Planners behind the drive to erect a sculpture of Marian Anderson in her hometown are casting about for potential artists and, for the first time, have outlined a detailed timeline for completion of the project.
On Sunday — the 125th anniversary of Anderson’s birth — the project will begin soliciting RFQs (requests for qualifications) from artists interested in submitting proposals to design the piece.
In the meantime, fund-raising has progressed, reaching about a third of the amount needed, and a benefit concert organized by opera star Denyce Graves is in the planning stages.
“It’s full steam ahead,” said Fred Stein, one of the project’s organizers. “We are so optimistic about public input, and our artistic research, to assure that every facet of our community is not only participating but also ultimately thrilled with the outcome.”
The sculpture honoring the Philadelphia contralto and civil rights leader would be the first permanent “named African American female’s likeness to be honored in sculptural form in the City of Philadelphia,” the RFQ states. The goal is to “display a strong likeness of Marian Anderson, capture the powerful and gifted spirit of the contralto as well as her energy as a civil rights trailblazer and her dignity in the face of injustice.”
Planned to be sited outside of the Academy of Music, the sculpture is already envisioned as being cast by the artist in traditional bronze.
”It obviously needs to be someone quite experienced already in the field of figurative sculpture, and it needs to be a beautiful likeness of Marian Anderson,” said Theresa Rose, the Philadelphia art consultant working with the project.
RFQs are due by May 1 and semifinalists will be chosen by late May. Finalists are expected to present proposals in September, with an artist to be selected later that month.
A dedication is projected for late spring or early summer of 2023.
The winning artist and design will be determined on the basis of “artistic merit, technical proficiency, and likeness to Marian Anderson,” the RFQ says, with long-term maintenance, durability, and public safety concerns also defined as major selection criteria.
Artists of color and female artists are strongly encouraged to apply. “It would be ideal to have someone who is both,” said Rose.

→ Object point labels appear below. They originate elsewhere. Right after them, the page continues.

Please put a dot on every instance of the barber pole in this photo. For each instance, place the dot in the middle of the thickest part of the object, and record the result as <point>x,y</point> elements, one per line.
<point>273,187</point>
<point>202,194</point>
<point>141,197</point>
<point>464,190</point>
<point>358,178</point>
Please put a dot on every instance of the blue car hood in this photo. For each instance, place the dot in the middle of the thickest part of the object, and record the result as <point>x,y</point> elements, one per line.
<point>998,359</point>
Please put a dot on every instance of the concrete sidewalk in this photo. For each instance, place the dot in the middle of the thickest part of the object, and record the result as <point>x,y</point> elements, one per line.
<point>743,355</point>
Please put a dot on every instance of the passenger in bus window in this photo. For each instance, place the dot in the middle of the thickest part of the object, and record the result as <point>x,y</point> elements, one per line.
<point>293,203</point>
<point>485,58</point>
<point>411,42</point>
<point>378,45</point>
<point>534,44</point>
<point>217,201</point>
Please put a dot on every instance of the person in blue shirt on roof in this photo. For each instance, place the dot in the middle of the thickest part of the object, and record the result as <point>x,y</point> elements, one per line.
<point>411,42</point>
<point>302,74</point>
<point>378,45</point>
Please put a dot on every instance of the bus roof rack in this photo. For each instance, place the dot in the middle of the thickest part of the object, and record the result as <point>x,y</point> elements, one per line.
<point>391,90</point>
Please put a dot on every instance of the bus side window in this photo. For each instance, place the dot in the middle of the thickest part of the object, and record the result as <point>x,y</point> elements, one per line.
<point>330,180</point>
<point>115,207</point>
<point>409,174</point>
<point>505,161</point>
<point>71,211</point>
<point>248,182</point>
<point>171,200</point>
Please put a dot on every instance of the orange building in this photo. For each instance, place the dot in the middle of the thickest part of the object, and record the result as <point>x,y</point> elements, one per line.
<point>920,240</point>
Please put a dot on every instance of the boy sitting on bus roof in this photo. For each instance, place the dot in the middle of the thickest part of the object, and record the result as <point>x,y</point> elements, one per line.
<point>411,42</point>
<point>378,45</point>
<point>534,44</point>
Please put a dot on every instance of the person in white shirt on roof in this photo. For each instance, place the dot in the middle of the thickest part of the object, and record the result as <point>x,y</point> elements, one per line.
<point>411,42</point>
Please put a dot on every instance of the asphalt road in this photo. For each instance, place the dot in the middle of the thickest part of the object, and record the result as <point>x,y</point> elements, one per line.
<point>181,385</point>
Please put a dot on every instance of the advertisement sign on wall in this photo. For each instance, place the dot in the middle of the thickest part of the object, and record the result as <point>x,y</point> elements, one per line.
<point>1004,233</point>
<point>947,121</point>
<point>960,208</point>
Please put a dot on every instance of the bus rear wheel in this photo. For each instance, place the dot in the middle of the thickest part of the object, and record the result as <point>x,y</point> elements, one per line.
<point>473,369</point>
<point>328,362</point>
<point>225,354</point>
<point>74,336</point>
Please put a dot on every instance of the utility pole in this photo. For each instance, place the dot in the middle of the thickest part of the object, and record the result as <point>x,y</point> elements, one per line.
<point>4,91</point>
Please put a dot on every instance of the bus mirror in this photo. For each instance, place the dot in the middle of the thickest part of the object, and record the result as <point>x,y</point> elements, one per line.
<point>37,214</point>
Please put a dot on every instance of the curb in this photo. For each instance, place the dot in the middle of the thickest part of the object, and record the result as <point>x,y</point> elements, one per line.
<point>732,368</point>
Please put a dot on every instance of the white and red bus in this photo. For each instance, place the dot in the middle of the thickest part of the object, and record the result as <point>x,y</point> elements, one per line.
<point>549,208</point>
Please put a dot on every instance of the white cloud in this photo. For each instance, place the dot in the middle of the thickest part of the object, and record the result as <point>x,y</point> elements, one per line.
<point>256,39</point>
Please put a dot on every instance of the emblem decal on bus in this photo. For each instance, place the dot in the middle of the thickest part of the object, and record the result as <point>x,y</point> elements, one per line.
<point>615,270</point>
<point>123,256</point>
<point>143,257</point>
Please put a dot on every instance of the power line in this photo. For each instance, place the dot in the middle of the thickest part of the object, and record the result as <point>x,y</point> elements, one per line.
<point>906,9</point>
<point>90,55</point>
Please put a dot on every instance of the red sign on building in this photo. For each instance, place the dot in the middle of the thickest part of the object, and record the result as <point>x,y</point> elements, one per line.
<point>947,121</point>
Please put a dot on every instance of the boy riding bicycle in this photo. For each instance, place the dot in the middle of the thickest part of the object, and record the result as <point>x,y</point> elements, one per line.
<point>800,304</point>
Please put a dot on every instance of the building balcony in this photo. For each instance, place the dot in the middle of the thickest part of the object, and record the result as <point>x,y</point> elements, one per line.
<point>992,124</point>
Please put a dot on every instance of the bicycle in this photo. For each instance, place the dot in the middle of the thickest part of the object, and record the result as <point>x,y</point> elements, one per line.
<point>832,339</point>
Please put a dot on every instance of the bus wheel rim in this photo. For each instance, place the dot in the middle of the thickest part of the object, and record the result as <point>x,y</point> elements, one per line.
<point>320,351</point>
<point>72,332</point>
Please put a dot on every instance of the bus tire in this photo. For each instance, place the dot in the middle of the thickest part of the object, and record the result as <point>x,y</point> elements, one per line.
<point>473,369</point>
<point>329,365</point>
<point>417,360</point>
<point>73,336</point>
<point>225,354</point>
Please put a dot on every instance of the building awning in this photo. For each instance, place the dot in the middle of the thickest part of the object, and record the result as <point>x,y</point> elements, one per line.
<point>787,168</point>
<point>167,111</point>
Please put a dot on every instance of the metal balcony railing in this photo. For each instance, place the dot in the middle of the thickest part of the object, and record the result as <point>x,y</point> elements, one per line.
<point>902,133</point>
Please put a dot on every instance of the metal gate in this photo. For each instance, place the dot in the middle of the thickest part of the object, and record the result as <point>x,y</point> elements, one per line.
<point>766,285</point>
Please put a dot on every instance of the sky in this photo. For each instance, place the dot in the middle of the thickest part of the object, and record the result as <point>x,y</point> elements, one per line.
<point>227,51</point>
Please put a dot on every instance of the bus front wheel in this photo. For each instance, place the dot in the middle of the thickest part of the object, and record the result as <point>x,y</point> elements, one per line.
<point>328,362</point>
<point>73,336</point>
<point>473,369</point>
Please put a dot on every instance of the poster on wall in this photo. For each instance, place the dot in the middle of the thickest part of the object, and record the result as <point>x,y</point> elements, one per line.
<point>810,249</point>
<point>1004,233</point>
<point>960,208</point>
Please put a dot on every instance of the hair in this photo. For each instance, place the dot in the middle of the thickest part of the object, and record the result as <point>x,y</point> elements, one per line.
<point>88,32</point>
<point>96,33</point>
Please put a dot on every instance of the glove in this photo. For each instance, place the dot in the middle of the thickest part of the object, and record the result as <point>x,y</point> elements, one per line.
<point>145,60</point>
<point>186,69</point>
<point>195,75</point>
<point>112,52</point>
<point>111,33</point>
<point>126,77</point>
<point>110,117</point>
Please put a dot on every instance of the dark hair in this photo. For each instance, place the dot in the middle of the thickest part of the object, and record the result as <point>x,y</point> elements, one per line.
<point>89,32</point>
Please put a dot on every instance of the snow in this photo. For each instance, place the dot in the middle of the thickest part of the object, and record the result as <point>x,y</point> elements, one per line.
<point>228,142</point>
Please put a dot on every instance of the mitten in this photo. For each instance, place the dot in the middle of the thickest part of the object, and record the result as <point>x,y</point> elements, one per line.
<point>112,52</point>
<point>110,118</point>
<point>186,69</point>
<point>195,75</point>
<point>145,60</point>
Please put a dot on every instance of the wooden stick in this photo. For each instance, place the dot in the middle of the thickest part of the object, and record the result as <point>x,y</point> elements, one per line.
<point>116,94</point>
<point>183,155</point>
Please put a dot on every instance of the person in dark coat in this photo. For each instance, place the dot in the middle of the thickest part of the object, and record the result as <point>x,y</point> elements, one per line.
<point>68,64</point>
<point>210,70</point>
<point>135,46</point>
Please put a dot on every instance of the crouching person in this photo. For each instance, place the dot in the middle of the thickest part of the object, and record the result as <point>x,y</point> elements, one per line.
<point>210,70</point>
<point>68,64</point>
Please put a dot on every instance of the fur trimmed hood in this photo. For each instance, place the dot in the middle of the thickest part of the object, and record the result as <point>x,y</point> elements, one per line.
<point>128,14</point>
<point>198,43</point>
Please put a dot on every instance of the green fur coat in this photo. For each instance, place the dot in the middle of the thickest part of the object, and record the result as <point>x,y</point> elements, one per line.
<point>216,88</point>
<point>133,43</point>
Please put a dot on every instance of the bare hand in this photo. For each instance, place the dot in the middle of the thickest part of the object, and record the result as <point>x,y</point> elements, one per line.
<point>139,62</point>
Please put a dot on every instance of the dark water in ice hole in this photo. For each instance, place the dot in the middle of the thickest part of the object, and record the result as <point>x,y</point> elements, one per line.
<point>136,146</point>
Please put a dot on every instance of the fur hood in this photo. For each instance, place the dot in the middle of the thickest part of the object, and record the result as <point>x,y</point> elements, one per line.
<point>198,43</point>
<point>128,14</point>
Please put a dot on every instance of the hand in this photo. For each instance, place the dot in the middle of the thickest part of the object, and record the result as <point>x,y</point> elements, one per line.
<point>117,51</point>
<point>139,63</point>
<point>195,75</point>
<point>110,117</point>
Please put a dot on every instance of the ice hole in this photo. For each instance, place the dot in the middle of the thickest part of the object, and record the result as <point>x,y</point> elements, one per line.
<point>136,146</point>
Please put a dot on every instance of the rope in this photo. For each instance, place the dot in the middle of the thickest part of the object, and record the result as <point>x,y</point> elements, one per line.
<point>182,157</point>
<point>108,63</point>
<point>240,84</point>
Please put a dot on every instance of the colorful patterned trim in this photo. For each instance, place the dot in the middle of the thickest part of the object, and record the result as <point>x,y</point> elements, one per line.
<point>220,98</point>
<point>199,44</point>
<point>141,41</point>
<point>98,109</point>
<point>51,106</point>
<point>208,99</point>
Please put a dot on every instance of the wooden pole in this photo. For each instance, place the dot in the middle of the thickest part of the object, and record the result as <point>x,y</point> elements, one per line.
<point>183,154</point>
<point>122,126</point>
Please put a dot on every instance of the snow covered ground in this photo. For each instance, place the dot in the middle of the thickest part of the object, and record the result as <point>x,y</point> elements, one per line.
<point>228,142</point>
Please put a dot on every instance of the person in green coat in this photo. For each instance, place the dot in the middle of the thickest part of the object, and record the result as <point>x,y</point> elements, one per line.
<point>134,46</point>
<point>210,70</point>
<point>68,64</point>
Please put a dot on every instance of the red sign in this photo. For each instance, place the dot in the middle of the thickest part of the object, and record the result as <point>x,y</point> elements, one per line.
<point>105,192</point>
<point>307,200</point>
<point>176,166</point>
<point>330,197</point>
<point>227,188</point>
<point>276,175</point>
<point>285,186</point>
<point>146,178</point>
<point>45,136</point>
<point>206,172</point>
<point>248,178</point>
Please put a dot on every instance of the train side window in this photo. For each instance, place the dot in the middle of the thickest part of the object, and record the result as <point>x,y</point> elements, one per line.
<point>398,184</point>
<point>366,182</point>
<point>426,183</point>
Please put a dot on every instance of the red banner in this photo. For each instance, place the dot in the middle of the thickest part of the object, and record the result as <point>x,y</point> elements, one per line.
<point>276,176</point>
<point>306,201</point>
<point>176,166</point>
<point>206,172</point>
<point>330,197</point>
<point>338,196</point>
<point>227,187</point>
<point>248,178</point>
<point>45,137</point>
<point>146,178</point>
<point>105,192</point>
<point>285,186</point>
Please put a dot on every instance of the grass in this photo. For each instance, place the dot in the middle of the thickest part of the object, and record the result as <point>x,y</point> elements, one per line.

Anderson, who died in 1993 at age 96, is perhaps best known for a 1939 concert at the Lincoln Memorial organized after being turned away from Constitution Hall because of her race. She was widely adored as a song recitalist and was the first Black artist in a leading role at the Metropolitan Opera.
Philadelphia has raised the idea of a sculpture in her honor for years, but the current effort took shape after publication of a November 2020 Inquirer column advocating the idea.
The total budget for the project is $1.3 million, said Stein, of which $465,000 is already raised. That sum includes not only costs associated with designing and fabricating the sculpture, but also an endowment for upkeep once it is built and the start of an endowment fund for the Marian Anderson Historical Society and Museum, the South Philadelphia house museum devoted to Anderson.
The sculpture at Broad and Locust is being planned with special lighting as well as some kind of sound element.
The winning commission will be chosen by a jury that is still being assembled. A separate advisory committee will also contribute expertise and opinions.
The public will have the chance to have its say at a certain juncture in the process by voting online on proposals prepared by the semifinalists.
The artist and exact style are still undetermined, but the RFQ says planners are sure they want a “representative figurative” depiction of the singer rather than something more abstract.
Said Rose: “This will be the first African American woman in sculptural form [in Center City], so we want people to be able to recognize her.”